TELEFONE SEM FIO Durante o discurso de Dilma Rousseff, o ex-ministro da Fazenda Antonio Palocci, que estava do lado esquerdo da presidente eleita em cima do palco no Naoum Plaza Hotel, recebeu um telefonema. Ele virou-se de costas para atender. Pediu para um assessor buscar papel e caneta. Do outro da linha, era o candidato derrotado do PSDB, José Serra. O governador eleito do Ceará, Cid Gomes, avisou ao presidente do PT, José Eduardo Dutra, que consentiu com a cabeça. Em seguida, Palocci transcreveu o recado do tucano e colocou no púlpito de Dilma. Ela ignorou o recado e continuou a falar sobre a participação do presidente Lula na campanha.

ANÁLISE DA NOTÍCIA O resto é consequência

Luiz Carlos Azedo

Aconteceu o que já era esperado: a petista Dilma Rousseff foi eleita presidente da República. Durante todo o segundo turno, apesar do susto inicial, manteve sua dianteira na disputa com José Serra (PSDB). Como conseguiu abrir uma vantagem estratégica na última semana de campanha, foi beneficiada também pela desmobilização de muitos eleitores de oposição que preferiram ir à praia ou curtir outras paragens. A causa já estava perdida.

Quem ganhou a eleição foi o presidente Luiz Inácio Lula da Silva, com elevados índices de popularidade e de aprovação de sua administração. Esse prestígio foi transferido maciçamente à petista, que nunca antes disputara uma eleição. Lula ganhou, quem leva é Dilma legitimamente, pelo voto nas urnas.

Dilma superou todos os obstáculos que surgiram no caminho.
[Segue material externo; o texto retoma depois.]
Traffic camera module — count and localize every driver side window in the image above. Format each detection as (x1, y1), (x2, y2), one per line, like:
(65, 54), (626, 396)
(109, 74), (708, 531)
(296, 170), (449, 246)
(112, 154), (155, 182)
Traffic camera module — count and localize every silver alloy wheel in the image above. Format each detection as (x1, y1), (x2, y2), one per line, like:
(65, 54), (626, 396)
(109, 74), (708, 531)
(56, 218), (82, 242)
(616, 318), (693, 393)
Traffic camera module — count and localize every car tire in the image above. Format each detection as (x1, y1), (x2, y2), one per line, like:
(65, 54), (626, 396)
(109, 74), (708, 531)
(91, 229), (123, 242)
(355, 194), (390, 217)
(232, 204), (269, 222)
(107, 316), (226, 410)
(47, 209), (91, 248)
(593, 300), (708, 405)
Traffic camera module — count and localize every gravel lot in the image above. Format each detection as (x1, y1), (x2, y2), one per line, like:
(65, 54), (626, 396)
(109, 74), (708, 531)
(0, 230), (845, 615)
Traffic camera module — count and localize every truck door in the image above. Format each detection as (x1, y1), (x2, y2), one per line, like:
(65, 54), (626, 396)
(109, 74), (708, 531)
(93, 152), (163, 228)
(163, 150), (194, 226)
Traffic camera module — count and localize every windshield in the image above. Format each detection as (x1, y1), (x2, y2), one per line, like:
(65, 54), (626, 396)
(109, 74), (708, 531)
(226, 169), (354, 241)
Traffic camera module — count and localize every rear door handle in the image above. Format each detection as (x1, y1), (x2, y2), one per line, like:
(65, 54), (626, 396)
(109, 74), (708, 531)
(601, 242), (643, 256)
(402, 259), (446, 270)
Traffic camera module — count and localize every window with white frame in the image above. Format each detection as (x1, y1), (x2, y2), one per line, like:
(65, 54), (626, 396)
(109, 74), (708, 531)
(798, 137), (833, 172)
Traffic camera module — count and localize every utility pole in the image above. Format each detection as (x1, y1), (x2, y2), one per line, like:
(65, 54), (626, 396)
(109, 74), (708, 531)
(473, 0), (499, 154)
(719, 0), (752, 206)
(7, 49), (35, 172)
Enfrentou o experiente candidato tucano em vários debates sem baixar a guarda. Curou-se de um câncer que quase a tirou da eleição. Por que venceu? Ora, a correlação de forças lhe era mais favorável: economia em expansão, renda em alta, governo bem avaliado, amplo apoio das forças políticas e dos movimentos sociais. Fez campanha em céu de brigadeiro, apesar do bombardeio que sofreu. À oposição restava apenas a bandeira da ética.
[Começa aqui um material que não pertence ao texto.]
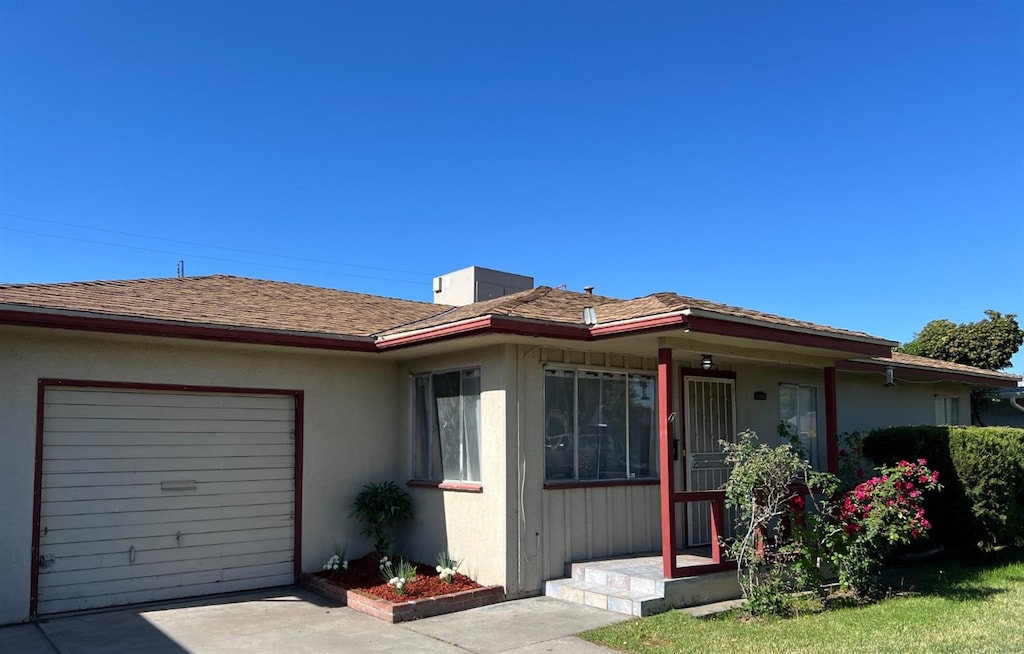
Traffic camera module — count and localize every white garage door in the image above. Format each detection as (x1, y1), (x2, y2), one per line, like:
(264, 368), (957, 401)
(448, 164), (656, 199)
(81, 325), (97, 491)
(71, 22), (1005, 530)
(37, 388), (295, 614)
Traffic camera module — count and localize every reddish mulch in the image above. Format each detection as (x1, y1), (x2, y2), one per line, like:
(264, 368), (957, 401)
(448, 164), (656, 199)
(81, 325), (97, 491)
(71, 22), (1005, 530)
(316, 552), (483, 603)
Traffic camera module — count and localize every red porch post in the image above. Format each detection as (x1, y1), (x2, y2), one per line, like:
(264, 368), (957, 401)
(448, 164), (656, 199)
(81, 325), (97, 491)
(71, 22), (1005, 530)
(657, 347), (676, 579)
(825, 365), (839, 475)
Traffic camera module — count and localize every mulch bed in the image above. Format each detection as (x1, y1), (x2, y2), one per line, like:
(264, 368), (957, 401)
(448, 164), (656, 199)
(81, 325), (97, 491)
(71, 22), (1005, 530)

E agora, o que fará? Primeiro, precisa montar sua equipe ministerial sem lotear a Esplanada. O PT, o PMDB, o PSB e os demais aliados estão de goela aberta. Segundo, organizar de forma satisfatória a sua base no Congresso, o que depende do perfil da coalizão de governo. Terceiro, realizar ajustes na política econômica para enfrentar o problema cambial, o déficit nas contas públicas e manter a inflação sob controle. O resto é consequência.